Sociétés énergétiques, acompte d'impôt de 39 %
Pour compenser les réductions des droits d'accise, le gouvernement intervient sur paiements des grandes entreprises énergétiquesLe mécanisme prévoit un 39% d'impôt anticipé sur les bénéfices des entreprises dont le chiffre d'affaires dépasse 20 milliards d'euros, dont la distribution a été approuvée pour l'exercice 2025.
Cette mesure anticipe le paiement des retenues à la source et des impôts de substitutionLe texte, amendé par le rapporteur Marco Osnato de Fratelli d'Italia, limite le paiement aux bénéfices dont la distribution a été décidée avant l'entrée en vigueur de la loi et dont le versement est prévu après le 31 décembre 2026. En contrepartie de ce paiement anticipé, un crédit d'impôt du même montant, à utiliser au moment du versement effectif des bénéfices pour réduire les retenues à la source et les impôts de substitution dus.
Si le retrait effectif est inférieur au montant de l'avance, la différence sera immédiatement disponible pour compensation, sans les limites annuelles habituelles, ou remboursable sur demande. Dans le cas contraire, le montant excédentaire devra être payé selon les modalités habituelles. Un arrêté du ministère de l'Économie et des Finances précisera les modalités d'application, notamment l'échange d'informations entre les entreprises, les intermédiaires et les dépositaires centraux.
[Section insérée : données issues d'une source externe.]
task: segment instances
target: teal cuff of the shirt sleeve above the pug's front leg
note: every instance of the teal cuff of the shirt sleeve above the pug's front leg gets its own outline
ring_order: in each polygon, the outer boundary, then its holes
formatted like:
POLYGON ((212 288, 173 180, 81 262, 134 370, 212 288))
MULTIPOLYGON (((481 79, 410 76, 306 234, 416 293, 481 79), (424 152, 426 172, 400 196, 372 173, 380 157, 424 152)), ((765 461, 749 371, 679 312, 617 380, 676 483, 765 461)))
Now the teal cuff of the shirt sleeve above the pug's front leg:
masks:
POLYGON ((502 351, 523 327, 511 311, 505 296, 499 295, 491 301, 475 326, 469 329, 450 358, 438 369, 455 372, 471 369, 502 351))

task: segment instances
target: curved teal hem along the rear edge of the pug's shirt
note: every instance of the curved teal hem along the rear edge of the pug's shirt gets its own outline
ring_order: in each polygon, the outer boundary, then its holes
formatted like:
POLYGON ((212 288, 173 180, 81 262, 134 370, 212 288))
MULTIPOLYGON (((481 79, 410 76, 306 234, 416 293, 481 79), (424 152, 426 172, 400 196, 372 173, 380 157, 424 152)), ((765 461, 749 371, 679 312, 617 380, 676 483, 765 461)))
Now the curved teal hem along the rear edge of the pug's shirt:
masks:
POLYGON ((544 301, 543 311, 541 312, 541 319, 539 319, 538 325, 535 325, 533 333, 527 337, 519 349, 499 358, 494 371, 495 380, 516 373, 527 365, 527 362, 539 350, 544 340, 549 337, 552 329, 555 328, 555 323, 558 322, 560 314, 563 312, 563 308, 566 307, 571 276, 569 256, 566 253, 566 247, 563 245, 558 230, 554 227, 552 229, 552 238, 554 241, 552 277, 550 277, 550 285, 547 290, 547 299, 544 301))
Transport routier, ressources totales de 413,6 millions
Cette mesure renforce également le soutien à entreprises de transport routierL'amendement gouvernemental qui a fusionné les trois décrets a ajouté 11,4 millions d'euros aux incitations destinées au secteur.
La dotation a ensuite été augmentée de nouveau grâce à décret du 10 septembre, distinct du texte qui vient d'être approuvé par la Chambre. Compte tenu de cette nouvelle intervention, les ressources totales allouées aux entreprises du secteur s'élèvent à 413,6 millions d'euros.
Ancienne Ilva : Les remboursements de l'État sont une priorité et l'État a accordé une autorisation environnementale (AIA).
Parmi les dispositions modifiées par la commission figurent celles relatives au remboursement des fonds publics par les administrateurs judiciaires des groupes Ilva et Acciaierie d'Italia placés sous administration extraordinaire. Le texte prévoit que ce remboursement s'effectue « par prédéduction » et « par priorité sur tout autre crédit faisant l'objet des procédures d'administration extraordinaire respectives ». Cette priorité s'applique également aux crédits garantis par nantissement, hypothèque ou autres garanties, par dérogation aux dispositions ordinaires du Code des entreprises en difficulté et en insolvabilité.
L'exception concerne les crédits de travail.Cette obligation continuera d'être remplie avant le remboursement des fonds à l'État. L'exonération de toute responsabilité pénale, administrative et civile pour la conduite des commissaires dans la mise en œuvre du Plan environnemental est également confirmée. Une dernière disposition concerne l'autorisation environnementale intégrée. Les installations déclarées d'intérêt stratégique national « sont soumises à une autorisation environnementale au niveau de l'État », attribuant ainsi la compétence à l'État.